そんな個人的思いの強い街でコロナも落ち着きをみせて久々仕事のセミナーで京都を訪れることになったのです。宿泊ホテルは京都駅直結のグランビアホテル。お約束のローマのスペイン坂のごとくイルミネーションに映える長い階段も昇ってきました。そして朝、世界的にはとっくにコロナ終結している影響か朝食のビュッフェは白人だらけの会場にやや戸惑いながら「さすが世界的観光地京都だな~」と感心し、セミナー会場はホテルオークラ京都(ここは長州藩邸跡で桂小五郎の像も玄関脇にありました)でした。 無事しっかり仕事を終え、このまま京都駅に直行し、帰広すると思いきや、ささやかな郷愁に誘われて、美味しい京都ラーメンも食べたくなり、2条の「麺や 高倉二条」での腹ごしらえを皮切りに、街角の品ぞろえの素敵な本屋さん「レティシア書房」に寄ったり、本能寺に寄ったりしながら、気づけば桂川の三条大橋に出て、そのまま西の河原(今回の写真です)に降りて三条から五条大橋(国道一号線)までを歩き、その後南西に向かい、高瀬川沿いを伝い歩き、七条まで降りて、スタッフから推薦されていた京都タワー登頂初体験を経て、無事京都駅にたどり着き、帰ってきました。

 

もちろんもう何度も何度も歩いたことのある既知のコースなのですが、そこで見かける人々はつねに異なり、歩くわたし自身も以前の心境とはもうまったく異なった視点をもってしまっており、いつも不思議と楽しめるのです。この日もしっかり京都の風景に抱かれながらの散策を満喫させてもらいました。

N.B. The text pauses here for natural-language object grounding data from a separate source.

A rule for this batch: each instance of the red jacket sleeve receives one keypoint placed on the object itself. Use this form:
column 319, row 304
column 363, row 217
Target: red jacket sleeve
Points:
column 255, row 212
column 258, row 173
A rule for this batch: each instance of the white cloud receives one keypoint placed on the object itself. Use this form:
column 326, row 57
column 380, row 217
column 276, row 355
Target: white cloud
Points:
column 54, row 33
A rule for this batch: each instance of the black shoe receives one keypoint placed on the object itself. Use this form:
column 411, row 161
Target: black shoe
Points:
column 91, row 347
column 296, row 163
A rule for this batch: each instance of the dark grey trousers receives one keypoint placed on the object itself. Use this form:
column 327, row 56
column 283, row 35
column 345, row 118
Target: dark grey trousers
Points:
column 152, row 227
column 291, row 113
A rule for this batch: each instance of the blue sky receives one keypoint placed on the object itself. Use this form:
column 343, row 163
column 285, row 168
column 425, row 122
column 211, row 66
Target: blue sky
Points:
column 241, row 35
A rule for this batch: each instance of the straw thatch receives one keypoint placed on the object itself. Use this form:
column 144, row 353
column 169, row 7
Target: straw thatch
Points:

初めて京都の街を友人とふたりで訪れたあの高一の春からいったいどれぐらいの年月がたったと考えると、「思えば遠くへ来たもんだ~」と鼻歌でも歌いたくなりつつ、これから自分に残された時間をどのように充実したものにしていこうかという思案にもふけったりしながら、気づけばJR京都駅に着いていました。

 

広島に帰れば、また日常の仕事が待っていますが、それも捉えようであり、次の京都を訪れるまで日々懸命に生業をこなせば、また今日のようなご褒美の時間もやってくると信じ、スタッフや家族へのお土産を買いこみ、新幹線での帰路に着きました。

 

ありがとう、京都。また来させてください。